- Type: Submachine gun
- Place of origin: United Kingdom

Production history
- Designer: Jerzy Podsedkowski
- Designed: 1944
- Manufacturer: Royal Small Arms Factory

Specifications
- Cartridge: 9×19mm Parabellum
- Caliber: 9mm
- Action: Blowback
- Rate of fire: 1,000RPM
- Feed system: 30-round magazine
- Sights: Iron

= MCEM 2 submachine gun =

The MCEM-2 (Machine Carbine Experimental Model 2) was a prototype submachine gun, which never saw widespread production, but was one of the first submachine guns to combine a wrap-around bolt and the magazine in pistol grip, features later copied in the Czechoslovak Sa vz. 23 and Israeli Uzi. The MCEM-2 was the second prototype in a line of experimental submachine guns designed in Britain in 1944. It was envisaged as a possible replacement for the STEN submachine gun then in service.

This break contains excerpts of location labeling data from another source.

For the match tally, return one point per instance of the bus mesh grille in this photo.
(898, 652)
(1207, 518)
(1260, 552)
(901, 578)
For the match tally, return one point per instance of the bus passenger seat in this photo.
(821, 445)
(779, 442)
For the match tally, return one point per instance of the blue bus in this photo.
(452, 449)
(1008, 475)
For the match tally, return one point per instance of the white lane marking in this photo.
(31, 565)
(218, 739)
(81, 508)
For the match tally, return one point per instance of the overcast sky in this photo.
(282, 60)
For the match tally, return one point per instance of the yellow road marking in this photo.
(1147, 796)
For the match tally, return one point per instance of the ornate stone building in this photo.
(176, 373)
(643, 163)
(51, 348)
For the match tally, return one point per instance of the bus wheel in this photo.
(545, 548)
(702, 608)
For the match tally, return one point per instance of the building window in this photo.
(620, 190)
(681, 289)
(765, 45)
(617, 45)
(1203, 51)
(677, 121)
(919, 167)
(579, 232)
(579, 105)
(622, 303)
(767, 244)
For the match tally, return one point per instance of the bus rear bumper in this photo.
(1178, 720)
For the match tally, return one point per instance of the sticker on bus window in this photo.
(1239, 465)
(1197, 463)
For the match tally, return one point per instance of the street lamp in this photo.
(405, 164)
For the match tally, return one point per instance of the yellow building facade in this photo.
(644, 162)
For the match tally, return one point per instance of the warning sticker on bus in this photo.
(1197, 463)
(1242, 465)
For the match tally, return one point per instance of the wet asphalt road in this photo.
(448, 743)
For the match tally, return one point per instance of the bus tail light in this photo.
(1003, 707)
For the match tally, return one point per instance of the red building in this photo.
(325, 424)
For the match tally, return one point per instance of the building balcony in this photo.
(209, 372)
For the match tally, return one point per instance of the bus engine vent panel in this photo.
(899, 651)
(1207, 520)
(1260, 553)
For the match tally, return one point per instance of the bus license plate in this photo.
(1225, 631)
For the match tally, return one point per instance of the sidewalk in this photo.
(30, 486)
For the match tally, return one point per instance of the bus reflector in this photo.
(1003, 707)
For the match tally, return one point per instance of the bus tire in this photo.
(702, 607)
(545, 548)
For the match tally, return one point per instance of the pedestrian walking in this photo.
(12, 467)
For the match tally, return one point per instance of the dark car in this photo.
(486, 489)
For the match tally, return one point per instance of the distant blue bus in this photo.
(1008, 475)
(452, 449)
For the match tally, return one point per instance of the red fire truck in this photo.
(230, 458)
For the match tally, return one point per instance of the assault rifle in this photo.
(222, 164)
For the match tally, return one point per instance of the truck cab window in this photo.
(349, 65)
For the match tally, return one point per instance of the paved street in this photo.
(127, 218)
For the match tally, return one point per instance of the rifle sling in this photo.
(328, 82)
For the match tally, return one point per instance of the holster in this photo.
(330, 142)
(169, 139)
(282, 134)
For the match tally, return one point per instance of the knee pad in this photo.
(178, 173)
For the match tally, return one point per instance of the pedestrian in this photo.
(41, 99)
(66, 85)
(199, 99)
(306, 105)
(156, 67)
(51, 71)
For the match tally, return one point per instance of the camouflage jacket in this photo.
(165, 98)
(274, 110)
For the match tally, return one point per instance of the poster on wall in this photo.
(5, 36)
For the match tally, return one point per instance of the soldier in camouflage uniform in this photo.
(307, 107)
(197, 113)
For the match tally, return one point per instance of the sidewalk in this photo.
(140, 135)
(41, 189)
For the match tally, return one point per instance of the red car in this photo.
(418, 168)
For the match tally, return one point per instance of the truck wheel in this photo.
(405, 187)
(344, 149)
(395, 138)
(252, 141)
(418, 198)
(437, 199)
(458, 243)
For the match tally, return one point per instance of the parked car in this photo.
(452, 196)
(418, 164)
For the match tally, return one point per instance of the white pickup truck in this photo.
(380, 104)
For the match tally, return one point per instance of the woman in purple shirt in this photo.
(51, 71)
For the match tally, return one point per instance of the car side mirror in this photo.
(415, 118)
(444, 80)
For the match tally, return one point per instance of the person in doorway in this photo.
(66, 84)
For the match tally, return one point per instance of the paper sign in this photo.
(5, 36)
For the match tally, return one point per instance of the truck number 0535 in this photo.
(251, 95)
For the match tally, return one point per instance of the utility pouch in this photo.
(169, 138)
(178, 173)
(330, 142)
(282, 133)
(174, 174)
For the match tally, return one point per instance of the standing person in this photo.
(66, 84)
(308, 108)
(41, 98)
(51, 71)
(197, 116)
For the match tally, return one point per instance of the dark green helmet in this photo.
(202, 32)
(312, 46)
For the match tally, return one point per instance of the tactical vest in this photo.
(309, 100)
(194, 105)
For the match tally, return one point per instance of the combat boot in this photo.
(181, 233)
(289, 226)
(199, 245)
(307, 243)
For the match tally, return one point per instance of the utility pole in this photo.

Jerzy Podsedkowski, a Polish constructor who worked on the Vis and Mors and who fled from occupied Poland to Britain, developed the MCEM-2. It is believed that prototypes of MCEM-2 were made before the end of WW2, and its derivatives MCEM-4 and MCEM-6 were tested soon after the war. The latter modifications differed mostly in adoption of the rate-reducing mechanism, incorporated into the trigger unit; the rate of fire therefore was decreased from 1000 to 600 rounds per minute. Nevertheless, neither the prototype was found suitable for adoption, and several years later the British army adopted a more conventional submachine gun, the Sterling-Patchett.

The MCEM-2 is a blowback-operated, selective-fire weapon that fires from an open bolt. It uses a telescoping bolt, with most of its mass in front of the breech face. The receiver is made from steel, and the pistol grip is attached below. The magazine is inserted into the pistol grip – a feature copied from the Mors.